Kombes Pol (Purn) Dr Maruli Siahaan SH.MH anggota Komis XIII DPR RI menghadiri Rapat Paripurna dan Rapat Dengar Pendapat di Gedung Nusantara II Senayan, Selasa (25/11).(ist)
Jakarta, INVOCAVIT.COM: Anggota Komisi XIII DPR RI Fraksi Golkar Dapil Sumut I, Kombes. Pol. (Purn). Dr. Maruli Siahaan, SH., MH menghadiri Rapat Paripurna ke-9 Masa Persidangan II Tahun Sidang 2025-2026, Selasa (25/11).
Rapat berlangsung di Ruang Rapat Paripurna Gedung Nusantara II Kompleks Parlemen Senayan, Jakarta.
Adapun agenda rapat paripurna ini adalah antara lain,
* Pembicaraan Tingkat II / Pengambilan Keputusan Terhadap RUU tentang Pengelolaan Udara.
* Laporan Komisi XIll DPR RI terhadap hasil Pembahasan Uji Kelayakan (Fit and Propert test) Calon Anggota Komisi Yudisial, dilanjutkan dengan Pengambilan Keputusan
* Laporan Komisi XIl terhadap hasil Pembahasan Uji Kelayakan (Fit and Propert test) Calon Anggota Dewan Energi Nasional (DEN) dari Pemangku Kepentingan Periode 2026-2030, dilanjutkan dengan Pengambilan Keputusan.

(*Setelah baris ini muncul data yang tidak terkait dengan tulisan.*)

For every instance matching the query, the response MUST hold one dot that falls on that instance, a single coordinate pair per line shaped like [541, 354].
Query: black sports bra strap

Setelah selesai Rapat Paripurna, Maruli Siahaan menghadiri Rapat Dengar Pendapat (RDP) Komisi XIII dengan:
* Ketua Lembaga Perlindungan Saksi dan Korban (LPSK)
* Komnas Perempuan
* Ketua Komisi Perlindungan Anak Indonesia (KPAI).
Rapat Paripurna ini dilaksanakan di Ruang Rapat Komisi XIII DPR RI Gedung Nusantara II Lt.3, Jakarta.
Adapun agenda RDP ini yaitu;
* Penanganan Proses Hukum Kepada Korban Dugaan Tindak Pidana Perbuatan Cabul Anak dibawah Umur yang ditangani Pihak Kepolisian Khususnya Kasus Pelecehan Seksual yang berhenti Proses Penanganannya di Polres Metro Bekasi
* Dugaan Kelalaian yang dilakukan oleh Pihak Yayasan Mardi Wiyata di Kota Surabaya yang menyebabkan Siswa Meninggal dunia karena Tersengat aliran Listrik.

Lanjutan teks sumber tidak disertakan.